The gigantic African rock python christened Omieri, which died more than 30 years ago, is set to be unveiled for exhibition to the public at the Nairobi Snake Park on Thursday.
The legendary snake hailed from Nyakach in Kisumu County, where it was rescued.
It will once again be open for public viewing at the Nairobi National Museum, where it had been preserved since it hogged the limelight in 1987 after it was burnt by bush fire.
As it lies on a transparent cubic glass tank filled with industrial methylated alcohol almost to the three-quarter mark, resting on a pedestal almost a metre from the ground, Omieri has, however, lost the distinct dark and shiny complexion of its heyday. It is dark with white spots and scales on all parts of the peeling carcass.
The python, which is coiled with parts of its body close to the head up above the preservative, is now a pale shadow of the enormous reptile that weighed over 75 kilogrammes, although the carcass still bears the burn scars from three decades ago.
“We will put up a text that will tell people about the snake’s history from the point it was discovered to the point it died,” said Mr Albert Otieno, a senior curator at the snake park. “We have stories about it, newspaper cuttings and memoirs.
“We were looking for a postmortem examination report but did not get it because when it died we never got it, and so we are not sure where it is. Moreover, there is a condolence book that was signed but we cannot also find it.”
Mr Otieno said the huge python was taken to the museum for treatment in April 1987 by Kenya Wildlife Service (KWS) officers.
It was, however, returned to Kisumu Museum because Nyakach residents claimed its absence had brought them misfortune.
“It was returned to Kisumu Museum, where for a period of time it was not treated, and for fear that it would die, it was brought back here, but it died later, in July 1987,” said Mr Otieno.
He said the fabled serpent was 16-foot long at the time of its death but has probably lost two to three feet while under preservation, where it is immersed in 70 per cent alcohol to stop it from decomposing.
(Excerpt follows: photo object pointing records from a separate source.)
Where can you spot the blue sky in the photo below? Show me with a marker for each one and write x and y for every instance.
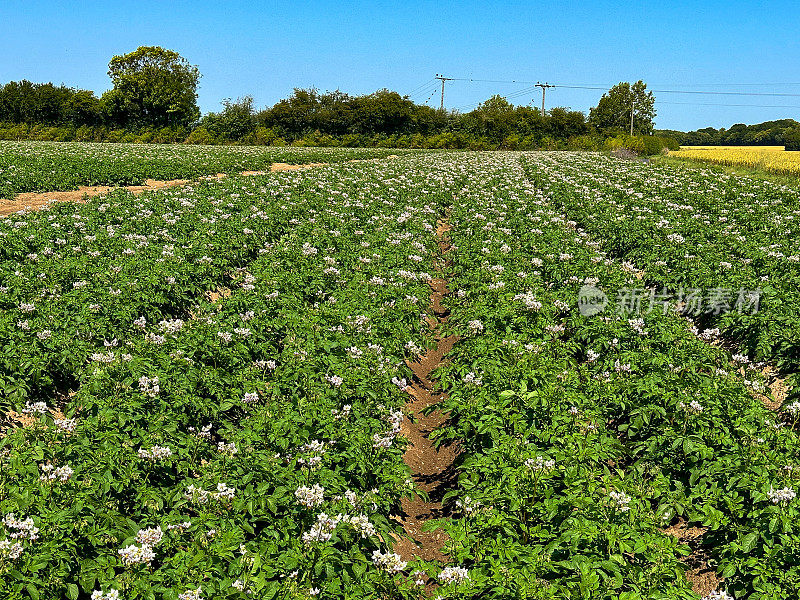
(266, 49)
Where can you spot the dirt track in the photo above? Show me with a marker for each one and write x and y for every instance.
(432, 468)
(36, 200)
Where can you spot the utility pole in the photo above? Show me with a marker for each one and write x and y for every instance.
(441, 104)
(633, 100)
(544, 87)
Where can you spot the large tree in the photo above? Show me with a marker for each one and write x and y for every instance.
(613, 112)
(152, 87)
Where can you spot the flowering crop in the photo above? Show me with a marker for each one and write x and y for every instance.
(225, 374)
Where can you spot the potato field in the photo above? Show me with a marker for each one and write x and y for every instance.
(217, 390)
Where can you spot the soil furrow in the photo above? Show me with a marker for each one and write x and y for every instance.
(432, 468)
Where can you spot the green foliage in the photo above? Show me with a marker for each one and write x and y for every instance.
(152, 87)
(645, 145)
(783, 132)
(43, 167)
(613, 111)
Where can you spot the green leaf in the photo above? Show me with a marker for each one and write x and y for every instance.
(749, 542)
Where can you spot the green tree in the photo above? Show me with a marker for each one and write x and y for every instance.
(613, 112)
(152, 87)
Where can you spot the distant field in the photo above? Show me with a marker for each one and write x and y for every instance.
(773, 159)
(56, 166)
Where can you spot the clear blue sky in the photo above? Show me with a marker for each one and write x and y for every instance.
(266, 49)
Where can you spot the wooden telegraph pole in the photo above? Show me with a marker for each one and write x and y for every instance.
(544, 87)
(443, 79)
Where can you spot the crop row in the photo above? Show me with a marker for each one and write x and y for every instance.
(595, 446)
(242, 447)
(696, 229)
(52, 166)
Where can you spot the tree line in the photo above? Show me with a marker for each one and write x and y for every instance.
(154, 98)
(783, 132)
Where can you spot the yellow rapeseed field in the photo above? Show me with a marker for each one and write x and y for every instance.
(769, 158)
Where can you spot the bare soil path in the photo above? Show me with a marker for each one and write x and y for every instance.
(432, 469)
(36, 200)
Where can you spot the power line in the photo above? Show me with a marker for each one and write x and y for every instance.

“The moment it dies, what you do is, you make a slit in the lower abdomen and remove the intestines,” Mr Otieno explained. “The slit also allows for the industrial methylated alcohol to sip into the tissues of the animal.
“The normal one that we buy is 94 per cent but we dilute it up to 70 per cent, which is sufficient to preserve any living organism for a period of time as long as it does not come to the surface, which might expose it, leading it to decompose.”
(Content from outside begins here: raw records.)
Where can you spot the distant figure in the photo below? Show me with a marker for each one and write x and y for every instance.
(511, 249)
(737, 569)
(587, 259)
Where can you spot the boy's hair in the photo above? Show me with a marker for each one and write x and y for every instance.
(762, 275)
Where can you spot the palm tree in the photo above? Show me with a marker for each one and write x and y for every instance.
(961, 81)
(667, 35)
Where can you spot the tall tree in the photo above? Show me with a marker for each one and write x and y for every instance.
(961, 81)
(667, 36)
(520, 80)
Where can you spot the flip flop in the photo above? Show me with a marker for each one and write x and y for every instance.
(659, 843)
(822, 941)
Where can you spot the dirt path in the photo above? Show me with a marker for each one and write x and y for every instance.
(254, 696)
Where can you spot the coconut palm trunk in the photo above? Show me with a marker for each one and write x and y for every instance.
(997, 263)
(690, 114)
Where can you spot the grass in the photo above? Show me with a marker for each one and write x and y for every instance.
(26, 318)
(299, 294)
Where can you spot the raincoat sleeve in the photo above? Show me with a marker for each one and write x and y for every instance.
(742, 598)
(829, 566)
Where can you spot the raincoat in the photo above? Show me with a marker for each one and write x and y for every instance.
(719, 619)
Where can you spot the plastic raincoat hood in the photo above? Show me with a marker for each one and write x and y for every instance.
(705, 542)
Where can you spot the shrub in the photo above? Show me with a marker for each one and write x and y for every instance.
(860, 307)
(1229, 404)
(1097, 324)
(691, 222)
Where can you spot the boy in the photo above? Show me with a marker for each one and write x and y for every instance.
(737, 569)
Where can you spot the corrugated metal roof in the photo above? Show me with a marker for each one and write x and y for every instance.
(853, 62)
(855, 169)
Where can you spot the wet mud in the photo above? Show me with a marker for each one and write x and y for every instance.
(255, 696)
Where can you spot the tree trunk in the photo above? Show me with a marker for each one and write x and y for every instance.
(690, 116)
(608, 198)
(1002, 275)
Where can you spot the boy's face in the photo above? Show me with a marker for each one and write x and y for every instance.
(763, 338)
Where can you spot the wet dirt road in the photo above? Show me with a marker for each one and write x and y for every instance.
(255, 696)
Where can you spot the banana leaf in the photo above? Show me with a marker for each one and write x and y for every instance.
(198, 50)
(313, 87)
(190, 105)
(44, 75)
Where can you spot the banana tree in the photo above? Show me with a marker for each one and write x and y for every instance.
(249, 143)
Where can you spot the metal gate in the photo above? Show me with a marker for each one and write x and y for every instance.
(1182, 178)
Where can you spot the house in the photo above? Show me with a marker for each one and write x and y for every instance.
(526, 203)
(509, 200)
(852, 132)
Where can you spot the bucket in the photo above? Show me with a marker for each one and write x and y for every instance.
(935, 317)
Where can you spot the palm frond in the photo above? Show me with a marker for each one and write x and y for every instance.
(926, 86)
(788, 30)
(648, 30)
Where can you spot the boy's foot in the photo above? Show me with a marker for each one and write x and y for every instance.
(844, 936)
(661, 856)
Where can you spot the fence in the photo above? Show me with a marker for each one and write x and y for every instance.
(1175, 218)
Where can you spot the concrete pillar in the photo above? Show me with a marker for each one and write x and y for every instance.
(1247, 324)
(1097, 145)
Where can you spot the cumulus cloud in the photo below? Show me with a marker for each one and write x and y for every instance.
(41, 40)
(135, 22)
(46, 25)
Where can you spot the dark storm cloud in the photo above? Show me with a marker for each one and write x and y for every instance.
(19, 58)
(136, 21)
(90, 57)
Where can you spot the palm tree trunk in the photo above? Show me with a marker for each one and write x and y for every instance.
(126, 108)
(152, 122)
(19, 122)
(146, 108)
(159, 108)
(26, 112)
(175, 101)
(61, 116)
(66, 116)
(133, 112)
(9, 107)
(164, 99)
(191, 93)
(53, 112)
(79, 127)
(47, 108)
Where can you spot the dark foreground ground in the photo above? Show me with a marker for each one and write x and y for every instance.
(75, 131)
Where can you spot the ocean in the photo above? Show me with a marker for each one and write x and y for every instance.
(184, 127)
According to Mr Elija Kioko, a snake handler at the snake park, a python can grow to between 5.5 metres and 9.8 metres and it darkens with age, with adults being almost black.
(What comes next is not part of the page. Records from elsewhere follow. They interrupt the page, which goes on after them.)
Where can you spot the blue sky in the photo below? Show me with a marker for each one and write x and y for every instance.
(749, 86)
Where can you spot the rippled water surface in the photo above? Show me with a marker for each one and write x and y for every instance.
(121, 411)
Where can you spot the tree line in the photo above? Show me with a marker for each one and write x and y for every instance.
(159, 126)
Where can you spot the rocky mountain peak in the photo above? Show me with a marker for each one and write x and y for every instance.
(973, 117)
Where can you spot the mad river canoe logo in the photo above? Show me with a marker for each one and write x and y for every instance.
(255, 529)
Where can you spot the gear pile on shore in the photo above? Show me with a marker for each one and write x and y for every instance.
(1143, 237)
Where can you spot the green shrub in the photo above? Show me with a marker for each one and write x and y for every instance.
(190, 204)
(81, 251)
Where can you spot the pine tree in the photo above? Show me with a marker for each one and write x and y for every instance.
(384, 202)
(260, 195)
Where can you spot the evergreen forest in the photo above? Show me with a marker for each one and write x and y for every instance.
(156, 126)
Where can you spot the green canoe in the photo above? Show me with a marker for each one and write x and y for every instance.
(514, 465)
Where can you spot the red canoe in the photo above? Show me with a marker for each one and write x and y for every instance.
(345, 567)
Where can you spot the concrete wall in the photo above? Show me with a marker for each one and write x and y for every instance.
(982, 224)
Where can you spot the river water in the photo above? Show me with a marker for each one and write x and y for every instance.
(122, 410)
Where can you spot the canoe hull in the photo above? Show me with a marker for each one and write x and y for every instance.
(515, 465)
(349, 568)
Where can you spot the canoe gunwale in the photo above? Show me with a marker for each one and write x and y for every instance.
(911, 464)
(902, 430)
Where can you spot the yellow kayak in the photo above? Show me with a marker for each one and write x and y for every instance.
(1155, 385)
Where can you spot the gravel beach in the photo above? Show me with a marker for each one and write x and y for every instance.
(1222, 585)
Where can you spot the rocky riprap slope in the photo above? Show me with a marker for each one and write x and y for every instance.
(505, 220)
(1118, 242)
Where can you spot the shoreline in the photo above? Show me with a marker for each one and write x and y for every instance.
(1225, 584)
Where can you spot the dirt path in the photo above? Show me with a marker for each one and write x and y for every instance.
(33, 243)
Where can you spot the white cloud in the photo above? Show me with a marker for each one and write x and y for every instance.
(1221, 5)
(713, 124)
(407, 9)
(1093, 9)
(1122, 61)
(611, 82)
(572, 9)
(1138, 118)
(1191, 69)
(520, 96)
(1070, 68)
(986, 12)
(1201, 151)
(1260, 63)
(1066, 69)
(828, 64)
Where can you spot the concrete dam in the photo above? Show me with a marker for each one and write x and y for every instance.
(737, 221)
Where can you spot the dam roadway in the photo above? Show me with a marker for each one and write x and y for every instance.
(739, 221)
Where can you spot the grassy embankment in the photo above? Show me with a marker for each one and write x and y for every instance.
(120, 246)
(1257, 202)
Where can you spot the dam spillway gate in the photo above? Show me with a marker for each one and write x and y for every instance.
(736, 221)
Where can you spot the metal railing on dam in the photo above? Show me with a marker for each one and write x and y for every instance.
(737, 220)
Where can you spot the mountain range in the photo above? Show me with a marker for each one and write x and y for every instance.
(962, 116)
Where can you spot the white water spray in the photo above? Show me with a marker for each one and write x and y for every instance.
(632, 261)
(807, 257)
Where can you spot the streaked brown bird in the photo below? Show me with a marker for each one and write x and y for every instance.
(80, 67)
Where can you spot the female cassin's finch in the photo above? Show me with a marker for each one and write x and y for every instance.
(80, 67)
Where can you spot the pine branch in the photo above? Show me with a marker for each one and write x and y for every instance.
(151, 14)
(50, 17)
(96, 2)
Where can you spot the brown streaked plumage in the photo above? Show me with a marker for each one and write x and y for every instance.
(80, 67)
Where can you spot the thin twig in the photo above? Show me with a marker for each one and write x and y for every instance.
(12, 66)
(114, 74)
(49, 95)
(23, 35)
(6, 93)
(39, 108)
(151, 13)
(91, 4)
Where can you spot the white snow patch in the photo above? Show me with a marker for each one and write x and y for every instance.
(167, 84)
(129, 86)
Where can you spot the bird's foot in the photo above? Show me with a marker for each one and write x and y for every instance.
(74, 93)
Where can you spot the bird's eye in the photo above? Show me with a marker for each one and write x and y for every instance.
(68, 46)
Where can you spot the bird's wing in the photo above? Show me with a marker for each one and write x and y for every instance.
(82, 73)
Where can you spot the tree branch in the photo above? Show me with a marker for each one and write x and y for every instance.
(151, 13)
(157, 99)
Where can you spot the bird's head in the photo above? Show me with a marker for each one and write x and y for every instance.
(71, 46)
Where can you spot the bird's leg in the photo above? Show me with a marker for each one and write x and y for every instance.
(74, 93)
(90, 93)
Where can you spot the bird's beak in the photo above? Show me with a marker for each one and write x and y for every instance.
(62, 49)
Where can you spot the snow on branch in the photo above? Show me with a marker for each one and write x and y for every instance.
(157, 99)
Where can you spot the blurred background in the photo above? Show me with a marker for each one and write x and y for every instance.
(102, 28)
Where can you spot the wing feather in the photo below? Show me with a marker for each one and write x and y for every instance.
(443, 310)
He said the huge thicket snake has a sub-triangular head and kills its food, mostly mammals, by constricting them.
“We have three of such pythons here, which we give 50 rabbits every week,” said Mr Kioko. “A huge one can eat three goats at once but that will take it between three and six months without eating again.”
He added that the snake, which is mostly found in areas around Lake Victoria, Malindi, western Kenya and Mwingi (Kitui), has a cultural attachment with residents believing that it is a good omen, especially to women, for whom it improves fertility.
“This snake commands huge respect among the Nyakach people, who believe its appearance portends arrival of heavy rains and a good harvest and that when a woman sees it her fertility is boosted and if it is killed then rain will not fall,” said Mr Kioko.